So ZFS is reporting some "read issues", so it would seem that this disk is failing, based on the fact nothing given in the ZFS-8000-9P document reports has occurred we are aware of. These disks are fairly new, the only issue we had recently was a full ZFS.
The ZFS runs on top of a LSI MegaRAID 9271-8i, all disks run "raid 0" per disk. I am not very familiar with this raid card, so I found a script that returns data derived from the megacli command line tool. I added 1 drive to show the setup, they are all setup the same. (system disks are different)
zpool status output
pool: data
state: ONLINE
status: One or more devices has experienced an unrecoverable error. An
attempt was made to correct the error. Applications are unaffected.
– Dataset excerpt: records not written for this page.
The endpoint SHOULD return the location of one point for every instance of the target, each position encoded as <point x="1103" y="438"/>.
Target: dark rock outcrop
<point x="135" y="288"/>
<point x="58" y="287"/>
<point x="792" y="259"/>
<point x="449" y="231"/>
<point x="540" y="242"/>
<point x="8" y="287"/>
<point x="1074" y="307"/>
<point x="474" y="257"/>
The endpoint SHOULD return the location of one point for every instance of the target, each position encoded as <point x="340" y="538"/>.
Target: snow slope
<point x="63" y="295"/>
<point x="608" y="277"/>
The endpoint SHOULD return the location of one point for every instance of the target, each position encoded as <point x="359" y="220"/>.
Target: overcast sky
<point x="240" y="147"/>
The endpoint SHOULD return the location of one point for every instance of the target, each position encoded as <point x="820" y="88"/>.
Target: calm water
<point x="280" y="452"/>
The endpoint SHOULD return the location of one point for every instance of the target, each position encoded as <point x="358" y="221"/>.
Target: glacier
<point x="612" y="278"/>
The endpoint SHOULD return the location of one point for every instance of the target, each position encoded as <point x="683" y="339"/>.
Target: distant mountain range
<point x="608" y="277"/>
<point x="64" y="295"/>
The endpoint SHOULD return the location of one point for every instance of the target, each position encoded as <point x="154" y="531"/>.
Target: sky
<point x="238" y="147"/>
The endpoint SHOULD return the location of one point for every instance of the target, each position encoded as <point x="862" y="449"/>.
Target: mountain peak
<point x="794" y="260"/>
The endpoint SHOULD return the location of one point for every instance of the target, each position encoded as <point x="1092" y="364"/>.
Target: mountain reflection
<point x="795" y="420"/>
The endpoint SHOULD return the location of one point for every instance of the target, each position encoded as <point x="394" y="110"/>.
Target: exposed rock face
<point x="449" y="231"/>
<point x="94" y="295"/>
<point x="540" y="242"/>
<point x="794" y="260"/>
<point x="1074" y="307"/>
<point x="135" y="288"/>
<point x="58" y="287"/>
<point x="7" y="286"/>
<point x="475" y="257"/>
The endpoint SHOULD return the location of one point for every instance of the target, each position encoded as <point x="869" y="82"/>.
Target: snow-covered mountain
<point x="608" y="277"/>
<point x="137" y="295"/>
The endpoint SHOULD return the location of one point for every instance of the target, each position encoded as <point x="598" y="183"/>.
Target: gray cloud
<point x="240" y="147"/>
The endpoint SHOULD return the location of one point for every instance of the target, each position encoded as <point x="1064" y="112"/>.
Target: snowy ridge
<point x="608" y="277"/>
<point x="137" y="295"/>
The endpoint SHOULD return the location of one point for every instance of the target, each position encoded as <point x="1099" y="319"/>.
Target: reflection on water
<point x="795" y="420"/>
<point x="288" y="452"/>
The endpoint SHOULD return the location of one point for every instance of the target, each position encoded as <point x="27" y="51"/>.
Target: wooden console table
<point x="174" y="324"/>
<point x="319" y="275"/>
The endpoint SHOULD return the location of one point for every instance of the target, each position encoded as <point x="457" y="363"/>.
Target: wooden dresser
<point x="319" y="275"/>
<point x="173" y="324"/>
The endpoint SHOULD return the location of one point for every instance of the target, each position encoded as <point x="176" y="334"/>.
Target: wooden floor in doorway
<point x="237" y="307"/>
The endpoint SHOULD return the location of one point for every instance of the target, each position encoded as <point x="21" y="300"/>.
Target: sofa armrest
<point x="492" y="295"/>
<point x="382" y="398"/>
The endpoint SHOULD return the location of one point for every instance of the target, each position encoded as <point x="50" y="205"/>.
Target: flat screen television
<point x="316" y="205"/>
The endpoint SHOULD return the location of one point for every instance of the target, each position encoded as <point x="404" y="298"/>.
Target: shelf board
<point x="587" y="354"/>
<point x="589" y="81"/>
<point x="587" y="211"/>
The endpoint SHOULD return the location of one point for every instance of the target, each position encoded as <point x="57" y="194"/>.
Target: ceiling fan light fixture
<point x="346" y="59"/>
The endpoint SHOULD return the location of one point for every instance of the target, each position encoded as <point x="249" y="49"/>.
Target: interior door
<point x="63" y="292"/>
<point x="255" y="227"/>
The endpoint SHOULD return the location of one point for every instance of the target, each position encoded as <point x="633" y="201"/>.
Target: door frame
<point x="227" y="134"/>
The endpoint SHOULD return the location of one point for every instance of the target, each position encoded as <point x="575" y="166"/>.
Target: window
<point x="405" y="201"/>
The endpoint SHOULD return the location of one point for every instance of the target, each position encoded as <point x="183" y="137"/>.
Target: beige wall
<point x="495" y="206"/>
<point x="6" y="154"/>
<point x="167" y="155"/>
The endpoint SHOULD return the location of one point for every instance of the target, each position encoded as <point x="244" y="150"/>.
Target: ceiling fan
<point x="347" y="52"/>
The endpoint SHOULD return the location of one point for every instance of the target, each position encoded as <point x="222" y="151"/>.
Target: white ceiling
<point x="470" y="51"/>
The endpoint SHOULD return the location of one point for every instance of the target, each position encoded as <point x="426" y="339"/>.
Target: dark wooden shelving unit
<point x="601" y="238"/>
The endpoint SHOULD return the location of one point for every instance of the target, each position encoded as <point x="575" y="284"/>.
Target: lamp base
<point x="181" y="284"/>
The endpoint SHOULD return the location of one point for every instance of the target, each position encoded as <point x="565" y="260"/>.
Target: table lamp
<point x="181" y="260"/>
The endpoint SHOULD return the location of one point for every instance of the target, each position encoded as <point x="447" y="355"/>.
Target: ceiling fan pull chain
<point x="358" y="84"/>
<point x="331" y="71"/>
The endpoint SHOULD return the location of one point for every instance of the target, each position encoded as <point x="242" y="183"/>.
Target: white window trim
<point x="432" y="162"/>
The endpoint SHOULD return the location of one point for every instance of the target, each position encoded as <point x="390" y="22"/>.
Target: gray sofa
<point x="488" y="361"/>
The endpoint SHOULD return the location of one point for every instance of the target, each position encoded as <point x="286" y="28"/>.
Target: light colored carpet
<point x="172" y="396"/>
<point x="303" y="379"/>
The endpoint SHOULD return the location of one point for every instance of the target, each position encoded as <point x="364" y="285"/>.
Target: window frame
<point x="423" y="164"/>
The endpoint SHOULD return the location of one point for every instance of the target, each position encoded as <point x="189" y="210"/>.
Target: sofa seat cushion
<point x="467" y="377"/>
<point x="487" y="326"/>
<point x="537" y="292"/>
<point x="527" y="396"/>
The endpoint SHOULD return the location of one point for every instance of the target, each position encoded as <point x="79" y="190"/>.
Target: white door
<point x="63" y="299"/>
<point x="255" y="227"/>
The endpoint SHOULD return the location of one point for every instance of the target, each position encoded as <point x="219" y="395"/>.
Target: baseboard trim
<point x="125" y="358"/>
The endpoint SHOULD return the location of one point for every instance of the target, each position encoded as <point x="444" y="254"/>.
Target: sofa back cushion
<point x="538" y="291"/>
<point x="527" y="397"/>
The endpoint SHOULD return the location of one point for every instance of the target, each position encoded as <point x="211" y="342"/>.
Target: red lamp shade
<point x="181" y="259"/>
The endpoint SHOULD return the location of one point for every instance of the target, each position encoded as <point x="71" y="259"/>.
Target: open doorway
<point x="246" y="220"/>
action: Determine if the device needs to be replaced, and clear the errors
using 'zpool clear' or replace the device with 'zpool replace'.
see: http://zfsonlinux.org/msg/ZFS-8000-9P
scan: none requested
config:
NAME STATE READ WRITE CKSUM
data ONLINE 0 0 0
raidz2-0 ONLINE 0 0 0
br0c2 ONLINE 0 0 0
br1c2 ONLINE 0 0 0
br2c2 ONLINE 0 0 0
br0c3 ONLINE 0 0 0
br1c3 ONLINE 0 0 0
br2c3 ONLINE 0 0 0
r2c1 ONLINE 0 0 0
r1c2 ONLINE 0 0 0
r5c3 ONLINE 0 0 0
sdb ONLINE 0 0 0
sdc ONLINE 0 0 0
sdd ONLINE 0 0 0
sde ONLINE 0 0 0
sdf ONLINE 0 0 0
sdg ONLINE 0 0 0
r3c1 ONLINE 0 0 0
r4c1 ONLINE 2 0 0
... cut raidz2-1 ...
errors: No known data errors
The output of LSI script
Virtual Drive: 32 (Target Id: 32)
Name :
RAID Level : Primary-0, Secondary-0, RAID Level Qualifier-0
Size : 3.637 TB
Sector Size : 512
Is VD emulated : No
Parity Size : 0
State : Optimal
Strip Size : 512 KB
Number Of Drives : 1
Span Depth : 1
Default Cache Policy: WriteBack, ReadAheadNone, Direct, No Write Cache if Bad BBU
Current Cache Policy: WriteBack, ReadAheadNone, Direct, No Write Cache if Bad BBU
Default Access Policy: Read/Write
Current Access Policy: Read/Write
Disk Cache Policy : Disk's Default
Encryption Type : None
PI type: No PI
Is VD Cached: No
The script doesn't report any faulty disk, nor does the raidcontroller mark the drive as faulty. I found some other topics zpool error that gave the advice to clear the error and run a scrub. Now my question is, when is the threshold to run a scrub, how long would this take (assuming this zfs raid will take a performance hit for running scrub) Also when this disk is really fautly, will hot-swapping initialize a "rebuild" ? All the disks are "Western Digital RE 4TB, SAS II, 32MB, 7200rpm, enterprise 24/7/365". Is there a system that will check for zfs errors, since this was just a routine manual check ?
zfs version : 0.6.4.1 zfsonlinux
I know 2 read errors are not allot, but i'd prefer to be replacing disks to early then to late.